Options for setting up an LlmInference
.
Nested Classes
class | LlmInference.LlmInferenceOptions.Builder | Builder for LlmInference.LlmInferenceOptions . |
Public Constructors
Public Methods
static LlmInference.LlmInferenceOptions.Builder |
builder()
Instantiates a new LlmInferenceOptions builder.
|
abstract Optional<ErrorListener> |
errorListener()
The error listener to use for the
ERROR(/LlmInference#generateAsync) API. |
abstract Optional<String> |
loraPath()
The absolute path to the LoRA model asset bundle stored locally on the device.
|
abstract int |
maxTokens()
The total length of the kv-cache.
|
abstract String |
modelPath()
The path that points to the tflite model file.
|
abstract int |
randomSeed()
Random seed for sampling tokens.
|
abstract Optional<ProgressListener<String>> |
resultListener()
The result listener to use for the
ERROR(/LlmInference#generateAsync) API. |
abstract float |
temperature()
Randomness when decoding the next token.
|
abstract int |
topK()
Top K number of tokens to be sampled from for each decoding step.
|
Inherited Methods
Public Constructors
public LlmInferenceOptions ()
Public Methods
public static LlmInference.LlmInferenceOptions.Builder builder ()
Instantiates a new LlmInferenceOptions builder.
public abstract Optional<ErrorListener> errorListener ()
The error listener to use for the ERROR(/LlmInference#generateAsync)
API.
public abstract Optional<String> loraPath ()
The absolute path to the LoRA model asset bundle stored locally on the device.

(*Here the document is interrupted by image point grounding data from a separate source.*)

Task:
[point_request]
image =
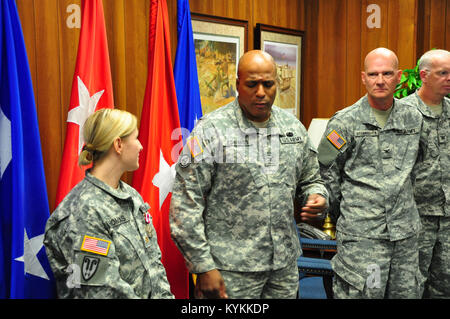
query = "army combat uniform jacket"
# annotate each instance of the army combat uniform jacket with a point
(367, 170)
(100, 246)
(233, 195)
(432, 175)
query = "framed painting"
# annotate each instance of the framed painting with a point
(285, 46)
(219, 43)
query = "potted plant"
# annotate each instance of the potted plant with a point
(409, 82)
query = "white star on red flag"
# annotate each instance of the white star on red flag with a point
(79, 114)
(164, 179)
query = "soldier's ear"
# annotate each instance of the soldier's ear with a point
(118, 145)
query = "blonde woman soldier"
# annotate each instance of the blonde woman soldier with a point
(100, 240)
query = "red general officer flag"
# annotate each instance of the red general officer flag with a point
(91, 90)
(159, 122)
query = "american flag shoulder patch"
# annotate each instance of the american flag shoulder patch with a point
(95, 245)
(335, 139)
(194, 146)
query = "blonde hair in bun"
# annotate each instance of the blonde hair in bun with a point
(101, 129)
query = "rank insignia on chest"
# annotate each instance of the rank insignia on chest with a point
(335, 139)
(194, 146)
(95, 245)
(90, 265)
(289, 139)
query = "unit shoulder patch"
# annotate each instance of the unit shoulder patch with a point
(95, 245)
(337, 140)
(194, 146)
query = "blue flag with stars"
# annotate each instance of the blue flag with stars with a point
(24, 210)
(185, 71)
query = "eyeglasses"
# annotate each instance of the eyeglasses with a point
(386, 75)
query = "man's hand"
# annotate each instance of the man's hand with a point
(210, 285)
(313, 208)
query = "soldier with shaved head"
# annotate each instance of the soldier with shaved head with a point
(232, 213)
(366, 156)
(432, 178)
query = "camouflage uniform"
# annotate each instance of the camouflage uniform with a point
(432, 194)
(367, 170)
(99, 245)
(232, 200)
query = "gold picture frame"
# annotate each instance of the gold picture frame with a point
(286, 47)
(219, 43)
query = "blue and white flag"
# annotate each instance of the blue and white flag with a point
(185, 71)
(24, 210)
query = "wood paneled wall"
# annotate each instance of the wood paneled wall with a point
(336, 40)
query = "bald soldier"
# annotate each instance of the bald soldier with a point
(232, 213)
(432, 177)
(366, 157)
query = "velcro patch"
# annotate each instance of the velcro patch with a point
(335, 139)
(95, 245)
(194, 146)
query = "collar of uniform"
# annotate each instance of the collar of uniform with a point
(366, 114)
(248, 128)
(118, 193)
(424, 109)
(446, 107)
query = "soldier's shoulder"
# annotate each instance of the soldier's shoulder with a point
(288, 119)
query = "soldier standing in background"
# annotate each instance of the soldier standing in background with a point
(432, 175)
(366, 156)
(232, 213)
(100, 240)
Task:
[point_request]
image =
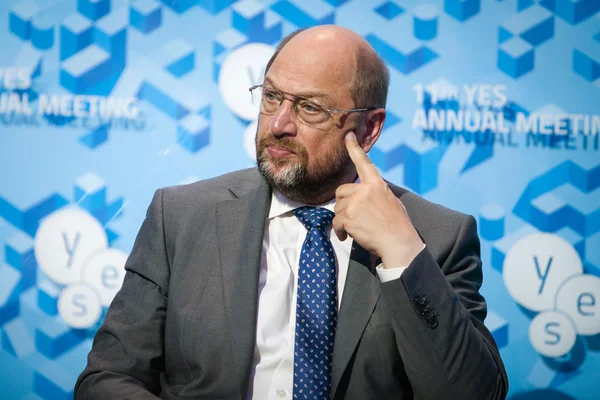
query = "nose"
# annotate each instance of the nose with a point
(283, 122)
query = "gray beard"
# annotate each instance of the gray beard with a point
(295, 183)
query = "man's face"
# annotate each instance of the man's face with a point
(301, 161)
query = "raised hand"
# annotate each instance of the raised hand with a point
(372, 215)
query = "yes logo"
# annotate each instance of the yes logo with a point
(243, 68)
(71, 248)
(544, 273)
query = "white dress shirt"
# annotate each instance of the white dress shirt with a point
(273, 366)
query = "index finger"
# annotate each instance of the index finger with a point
(364, 166)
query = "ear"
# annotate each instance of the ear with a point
(371, 129)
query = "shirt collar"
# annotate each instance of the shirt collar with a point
(281, 205)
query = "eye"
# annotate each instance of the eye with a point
(271, 96)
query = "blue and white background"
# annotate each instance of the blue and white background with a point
(494, 110)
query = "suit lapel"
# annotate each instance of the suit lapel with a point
(361, 293)
(240, 227)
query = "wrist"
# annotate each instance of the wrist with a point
(400, 256)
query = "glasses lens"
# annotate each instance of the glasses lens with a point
(308, 112)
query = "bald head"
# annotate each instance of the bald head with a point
(342, 52)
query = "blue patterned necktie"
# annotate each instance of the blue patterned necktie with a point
(316, 307)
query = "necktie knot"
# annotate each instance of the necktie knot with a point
(314, 217)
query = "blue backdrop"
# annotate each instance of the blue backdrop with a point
(494, 110)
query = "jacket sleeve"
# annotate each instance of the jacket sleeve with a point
(127, 355)
(437, 314)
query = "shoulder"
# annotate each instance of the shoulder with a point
(182, 205)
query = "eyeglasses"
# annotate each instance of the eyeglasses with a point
(309, 112)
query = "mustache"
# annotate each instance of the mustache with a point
(283, 142)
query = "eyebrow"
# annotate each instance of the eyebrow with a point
(307, 95)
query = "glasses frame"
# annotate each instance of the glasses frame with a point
(294, 99)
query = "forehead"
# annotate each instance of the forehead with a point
(312, 71)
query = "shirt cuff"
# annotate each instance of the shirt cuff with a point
(389, 274)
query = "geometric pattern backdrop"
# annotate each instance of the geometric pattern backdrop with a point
(494, 110)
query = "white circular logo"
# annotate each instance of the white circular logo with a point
(64, 239)
(79, 306)
(552, 334)
(250, 140)
(242, 69)
(536, 266)
(104, 271)
(579, 298)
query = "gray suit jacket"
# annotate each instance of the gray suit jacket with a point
(183, 324)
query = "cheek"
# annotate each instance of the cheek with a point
(321, 150)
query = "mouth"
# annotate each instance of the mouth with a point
(279, 152)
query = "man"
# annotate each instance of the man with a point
(247, 287)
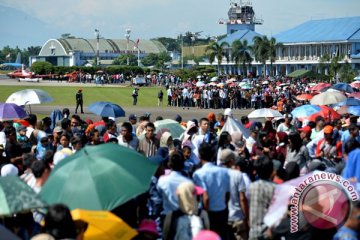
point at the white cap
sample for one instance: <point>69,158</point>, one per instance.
<point>228,112</point>
<point>9,170</point>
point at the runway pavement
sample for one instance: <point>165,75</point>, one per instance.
<point>165,112</point>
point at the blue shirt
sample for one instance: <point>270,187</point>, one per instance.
<point>216,182</point>
<point>166,187</point>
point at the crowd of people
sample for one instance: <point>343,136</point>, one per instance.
<point>209,178</point>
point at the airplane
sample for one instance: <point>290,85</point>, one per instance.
<point>24,75</point>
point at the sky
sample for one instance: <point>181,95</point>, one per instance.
<point>25,23</point>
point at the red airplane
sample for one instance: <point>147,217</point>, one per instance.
<point>24,74</point>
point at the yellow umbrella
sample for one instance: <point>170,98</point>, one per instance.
<point>103,225</point>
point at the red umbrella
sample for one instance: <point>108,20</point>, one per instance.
<point>355,95</point>
<point>304,97</point>
<point>355,84</point>
<point>320,86</point>
<point>327,113</point>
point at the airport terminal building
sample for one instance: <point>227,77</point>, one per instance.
<point>73,51</point>
<point>302,46</point>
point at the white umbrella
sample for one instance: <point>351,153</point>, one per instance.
<point>29,96</point>
<point>200,84</point>
<point>264,113</point>
<point>327,98</point>
<point>231,125</point>
<point>213,79</point>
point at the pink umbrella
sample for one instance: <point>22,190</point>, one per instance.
<point>355,84</point>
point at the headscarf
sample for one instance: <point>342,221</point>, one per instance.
<point>164,138</point>
<point>187,198</point>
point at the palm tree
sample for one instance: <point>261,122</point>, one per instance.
<point>241,53</point>
<point>260,49</point>
<point>218,51</point>
<point>273,45</point>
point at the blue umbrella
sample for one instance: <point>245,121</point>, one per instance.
<point>305,110</point>
<point>354,110</point>
<point>107,109</point>
<point>343,87</point>
<point>11,111</point>
<point>349,102</point>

This is only compatible with GPU models.
public abstract int maxTokens ()
The total length of the kv-cache. In other words, this is the total number of input + output tokens the model needs to handle.

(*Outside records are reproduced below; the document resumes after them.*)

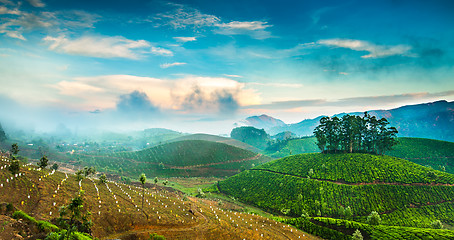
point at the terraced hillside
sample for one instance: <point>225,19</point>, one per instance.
<point>117,212</point>
<point>404,193</point>
<point>177,159</point>
<point>427,152</point>
<point>219,139</point>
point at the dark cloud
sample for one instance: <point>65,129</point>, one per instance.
<point>356,101</point>
<point>136,105</point>
<point>224,102</point>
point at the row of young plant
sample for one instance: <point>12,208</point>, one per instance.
<point>277,192</point>
<point>357,168</point>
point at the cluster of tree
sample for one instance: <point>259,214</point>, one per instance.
<point>251,135</point>
<point>355,134</point>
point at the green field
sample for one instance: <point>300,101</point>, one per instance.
<point>427,152</point>
<point>176,159</point>
<point>405,194</point>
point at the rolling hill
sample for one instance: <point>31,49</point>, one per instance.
<point>189,158</point>
<point>427,152</point>
<point>405,194</point>
<point>219,139</point>
<point>428,120</point>
<point>116,211</point>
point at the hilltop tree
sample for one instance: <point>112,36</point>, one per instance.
<point>43,162</point>
<point>14,167</point>
<point>78,217</point>
<point>103,178</point>
<point>142,180</point>
<point>2,134</point>
<point>355,134</point>
<point>54,167</point>
<point>15,149</point>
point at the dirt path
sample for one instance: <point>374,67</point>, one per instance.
<point>356,184</point>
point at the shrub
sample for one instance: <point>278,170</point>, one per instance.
<point>357,235</point>
<point>374,218</point>
<point>437,224</point>
<point>155,236</point>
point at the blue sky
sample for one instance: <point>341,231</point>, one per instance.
<point>199,66</point>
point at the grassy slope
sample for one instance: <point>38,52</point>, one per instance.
<point>427,152</point>
<point>183,158</point>
<point>116,211</point>
<point>407,187</point>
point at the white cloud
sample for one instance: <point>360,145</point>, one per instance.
<point>161,51</point>
<point>167,65</point>
<point>183,16</point>
<point>375,51</point>
<point>251,26</point>
<point>185,39</point>
<point>101,92</point>
<point>101,47</point>
<point>36,3</point>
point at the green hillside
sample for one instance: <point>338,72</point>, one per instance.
<point>214,138</point>
<point>183,158</point>
<point>283,148</point>
<point>403,193</point>
<point>428,152</point>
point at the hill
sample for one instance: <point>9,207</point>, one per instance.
<point>187,158</point>
<point>214,138</point>
<point>117,212</point>
<point>427,152</point>
<point>428,120</point>
<point>287,147</point>
<point>404,193</point>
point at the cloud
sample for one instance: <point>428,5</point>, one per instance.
<point>135,104</point>
<point>161,51</point>
<point>101,92</point>
<point>368,101</point>
<point>185,39</point>
<point>17,22</point>
<point>182,17</point>
<point>36,3</point>
<point>167,65</point>
<point>375,51</point>
<point>101,47</point>
<point>255,29</point>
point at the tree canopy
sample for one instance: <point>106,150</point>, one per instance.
<point>355,134</point>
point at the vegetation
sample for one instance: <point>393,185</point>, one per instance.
<point>251,135</point>
<point>355,134</point>
<point>184,158</point>
<point>437,154</point>
<point>43,162</point>
<point>361,183</point>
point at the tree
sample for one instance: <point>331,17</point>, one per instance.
<point>2,134</point>
<point>43,162</point>
<point>436,224</point>
<point>14,167</point>
<point>15,149</point>
<point>103,178</point>
<point>251,135</point>
<point>374,218</point>
<point>54,167</point>
<point>357,235</point>
<point>142,180</point>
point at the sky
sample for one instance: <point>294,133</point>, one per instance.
<point>201,66</point>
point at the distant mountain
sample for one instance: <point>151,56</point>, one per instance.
<point>428,120</point>
<point>264,122</point>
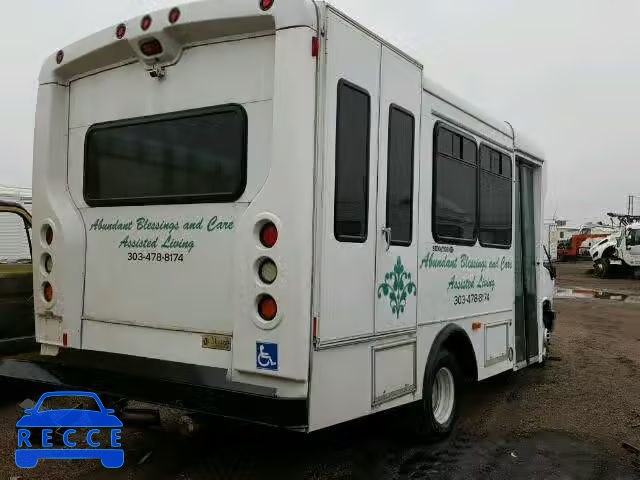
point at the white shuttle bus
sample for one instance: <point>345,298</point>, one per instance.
<point>260,209</point>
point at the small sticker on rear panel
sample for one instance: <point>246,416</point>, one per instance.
<point>217,342</point>
<point>266,356</point>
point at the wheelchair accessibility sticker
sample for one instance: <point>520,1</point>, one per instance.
<point>38,427</point>
<point>266,356</point>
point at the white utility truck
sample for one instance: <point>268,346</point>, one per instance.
<point>620,251</point>
<point>266,204</point>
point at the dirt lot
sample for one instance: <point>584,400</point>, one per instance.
<point>566,420</point>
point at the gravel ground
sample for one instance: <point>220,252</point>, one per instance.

public abstract int randomSeed ()
Random seed for sampling tokens.
public abstract Optional<ProgressListener<String>> resultListener ()
The result listener to use for the ERROR(/LlmInference#generateAsync)
API.
public abstract float temperature ()
Randomness when decoding the next token. A value of 0.0f means greedy decoding.
public abstract int topK ()
Top K number of tokens to be sampled from for each decoding step. A value of 1 means greedy decoding.